Community geriatriciansBMJ 1994; 309 doi: https://doi.org/10.1136/bmj.309.6955.668a (Published 10 September 1994) Cite this as: BMJ 1994;309:668
- G Greveson
EDITOR, - As one of the few consultant community physicians in geriatric medicine, I wish to comment on correspondents' criticisms of Jackie Morris's suggestion that posts for consultant geriatricians with a community orientation should be created.1,2 Morris's suggestion was not at odds with the recommendation by the British Geriatrics Society that one or more consultants in a hospital department should take a lead role in developing community initiatives. Geriatrics is a broad based specialty. Many geriatricians have commitments to acute medicine or an interest in a subspecialty such as neurological or orthopaedic rehabilitation, which may prevent them spending much time on community activities. Surely it is legitimate for some geriatricians to concentrate on developing community initiatives as a special interest. I agree that such specialists should be full members of the department of geriatrics, undertaking all aspects of hospital based work as well as community activities.
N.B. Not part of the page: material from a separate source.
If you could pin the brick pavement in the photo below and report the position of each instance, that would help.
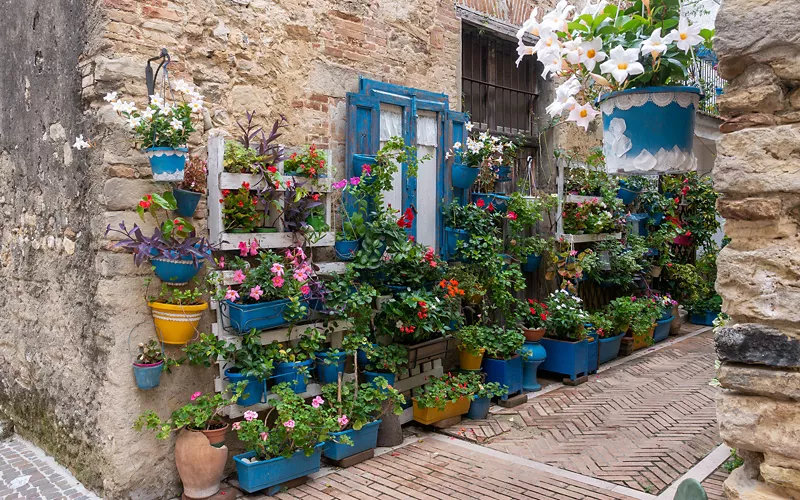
(641, 424)
(27, 473)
I understand David Black's concern that posts for community geriatricians may be created with the underlying aim of restricting acute hospital care for frail elderly people.1 This is unlikely to happen if posts are created as described above. Indeed, in Newcastle our experience is just the opposite. In our work with social services, providing specialist input into community care assessments, we see people who would not normally present to the geriatric service (for various reasons), and our involvement ensures that more, not fewer, frail old people gain access to specialist acute or rehabilitation facilities. With the current emphasis on community care and the shift to primary care services I am sure that this aspect of our work will be increasingly important.
I do not share Black's fear that it will be difficult to find applicants of suitable calibre to fill these posts. As with any new development, there will be a lag phase while sufficient interested people receive appropriate training, but the framework for training is already available,3 and it should not be difficult to ensure that trainees receive the requisite experience. Increasingly, trainees express an interest in my post, which they see as a natural development in the context of today's health service.
Of course, community geriatricians should not duplicate or supplant primary care services but should complement and enhance them. General practitioners seem to welcome the extra support I provide. I believe that we are working in partnership to ensure the highest quality service for all elderly people under our care. It would be unfortunate if unnecessary division was created between professionals because of misunderstandings or suspicion about the post of community geriatrician.